Project status: 1.0 release
This project collects data on Amazon reviewers in an attempt to determine which reviewers write consistently bad reviews. Using a Chrome extension a shopper can select some criteria with which to judge poor reviewers and hide any reviews by those reviewers. Current criteria are:
- Reviewer consistently gives low reviews.
- Reviewer consistently gives high reviews.
- Reviewer consistently writes extemely short reviews.
The project pipeline is:
- Data comes out of S3 in .gz files.
- It is processed through Spark:
- Imported to rdd;
- Stepped through to total total numbers of stars and words in reviews.
- Reduce by key to total these.
- Count by key.
- Join key counts to other counts.
- Goes into a Redis database as a key:val with key = user id, val is hash with fields # of reviews, # of stars, # of words
- The Chrome extension
- Sets a default state.
- Does a DOM pass and collects a list of all users on the page.

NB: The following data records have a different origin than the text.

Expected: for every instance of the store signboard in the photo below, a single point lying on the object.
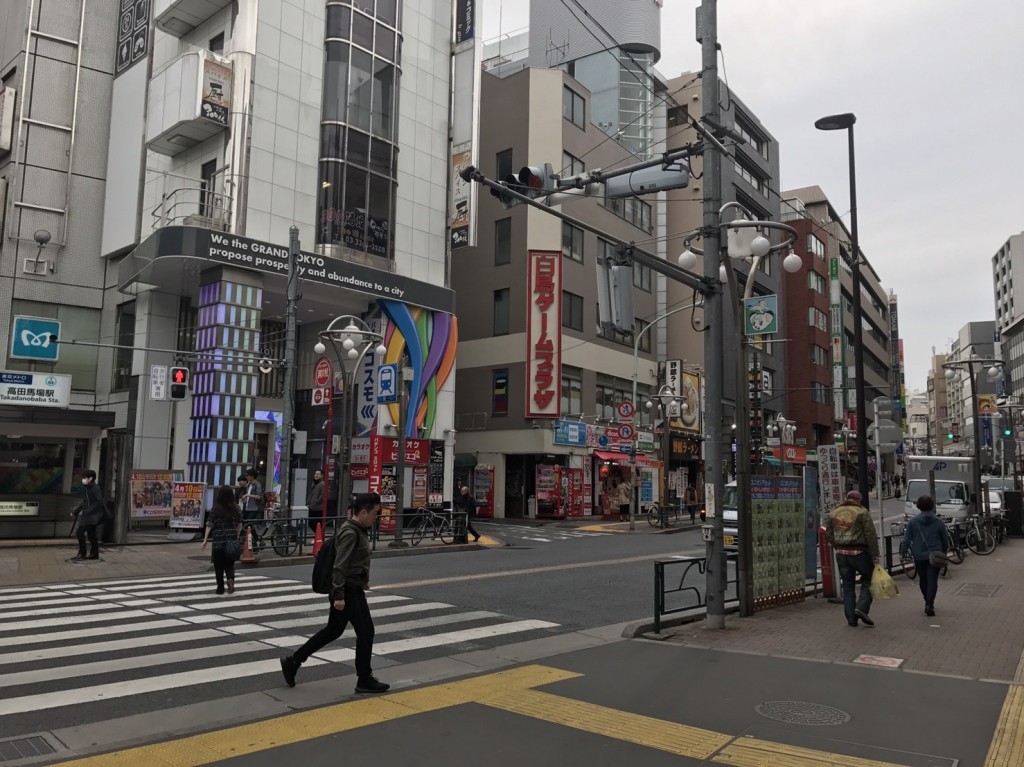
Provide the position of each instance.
(39, 389)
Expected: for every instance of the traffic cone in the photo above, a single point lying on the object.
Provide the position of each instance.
(317, 538)
(247, 550)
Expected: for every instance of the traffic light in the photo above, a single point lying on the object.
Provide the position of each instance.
(179, 383)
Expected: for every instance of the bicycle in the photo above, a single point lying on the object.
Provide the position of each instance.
(979, 538)
(439, 525)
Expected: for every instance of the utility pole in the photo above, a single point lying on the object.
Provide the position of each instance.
(288, 407)
(714, 336)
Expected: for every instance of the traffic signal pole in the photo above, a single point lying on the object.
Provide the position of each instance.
(714, 336)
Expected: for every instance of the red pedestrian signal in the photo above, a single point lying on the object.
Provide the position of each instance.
(179, 383)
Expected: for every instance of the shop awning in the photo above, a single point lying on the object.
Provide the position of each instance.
(623, 458)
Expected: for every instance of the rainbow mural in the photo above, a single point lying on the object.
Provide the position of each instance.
(430, 339)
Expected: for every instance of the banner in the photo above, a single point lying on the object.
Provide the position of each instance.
(186, 506)
(152, 495)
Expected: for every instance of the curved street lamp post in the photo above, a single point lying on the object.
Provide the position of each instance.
(350, 343)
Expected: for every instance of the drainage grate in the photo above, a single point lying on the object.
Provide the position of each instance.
(29, 747)
(799, 712)
(985, 591)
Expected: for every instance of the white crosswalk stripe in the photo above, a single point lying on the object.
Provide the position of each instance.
(141, 638)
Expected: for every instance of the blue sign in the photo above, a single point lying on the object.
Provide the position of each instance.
(569, 432)
(387, 383)
(30, 339)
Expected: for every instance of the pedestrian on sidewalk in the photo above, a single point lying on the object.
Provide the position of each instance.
(851, 533)
(350, 579)
(625, 491)
(223, 523)
(314, 501)
(925, 534)
(690, 499)
(466, 503)
(89, 515)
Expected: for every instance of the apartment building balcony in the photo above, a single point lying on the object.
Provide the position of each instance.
(189, 101)
(178, 17)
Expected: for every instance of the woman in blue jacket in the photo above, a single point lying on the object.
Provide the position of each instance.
(925, 534)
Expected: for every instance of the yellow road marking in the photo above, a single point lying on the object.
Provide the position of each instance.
(196, 751)
(1007, 749)
(508, 690)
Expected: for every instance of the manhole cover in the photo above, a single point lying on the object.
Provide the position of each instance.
(800, 712)
(976, 590)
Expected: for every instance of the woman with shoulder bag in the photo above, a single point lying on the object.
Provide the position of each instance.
(222, 526)
(928, 541)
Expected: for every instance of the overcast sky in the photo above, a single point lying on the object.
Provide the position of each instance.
(938, 90)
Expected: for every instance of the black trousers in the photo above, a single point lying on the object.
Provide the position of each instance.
(356, 612)
(90, 531)
(222, 565)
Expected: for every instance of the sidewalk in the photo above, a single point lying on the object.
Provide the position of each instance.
(43, 562)
(978, 632)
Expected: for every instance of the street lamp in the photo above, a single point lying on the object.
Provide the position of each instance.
(845, 122)
(350, 338)
(754, 252)
(994, 372)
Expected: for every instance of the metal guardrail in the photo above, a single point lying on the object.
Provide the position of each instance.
(693, 568)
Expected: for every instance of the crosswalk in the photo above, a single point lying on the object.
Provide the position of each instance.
(132, 644)
(543, 535)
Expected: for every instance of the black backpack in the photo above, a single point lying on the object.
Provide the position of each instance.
(322, 580)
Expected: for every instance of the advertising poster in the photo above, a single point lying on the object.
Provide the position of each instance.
(186, 508)
(152, 495)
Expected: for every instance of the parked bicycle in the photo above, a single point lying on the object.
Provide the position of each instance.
(437, 524)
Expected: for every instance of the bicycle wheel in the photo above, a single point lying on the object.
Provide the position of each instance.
(984, 543)
(284, 540)
(419, 530)
(653, 518)
(909, 566)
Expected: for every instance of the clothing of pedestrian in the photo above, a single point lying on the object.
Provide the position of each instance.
(252, 499)
(466, 503)
(690, 499)
(314, 501)
(89, 515)
(222, 523)
(625, 491)
(851, 533)
(923, 535)
(349, 581)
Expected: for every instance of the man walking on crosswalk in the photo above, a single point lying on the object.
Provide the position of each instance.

- Watches for updates to popup.
- On update
- Queries Apache server to get counts for each user_id;
- Does quick math to get average values of star ratings and reviews lengths;
- Updates DOM to hide users who match criteria set in popup.
- wsgi running on Apache
- Checks GET for bad values;
- Queries Redis;
- Returns JSON to Chrome extension.
There are three sets of source:
src/spark/spark_run.py
, which contains all the code for the Spark pipeline: pull from S3, process, push to Redis.src/wsgi script/wsgy.py
, which runs on a remote server and presents an API to the outside world. It takes in a GET request, queries the Redis server, and returns JSON.src/Review-hide_extension/
, which is a set of javascript, html and css files for the Chrome extension.
For each of these source files, please see the respective README
files in the src folders for pseudo code.
Directory | Description of Contents |
---|---|
src |
main code base |
src/Review-hide_extension |
client-side code for Chrome extension |
src/spark |
module that runs spark specifically |
src/wsgi script |
wsgi server-side code for Apache |
run.sh |
shell script to run source |
test |
profling and prototyping code |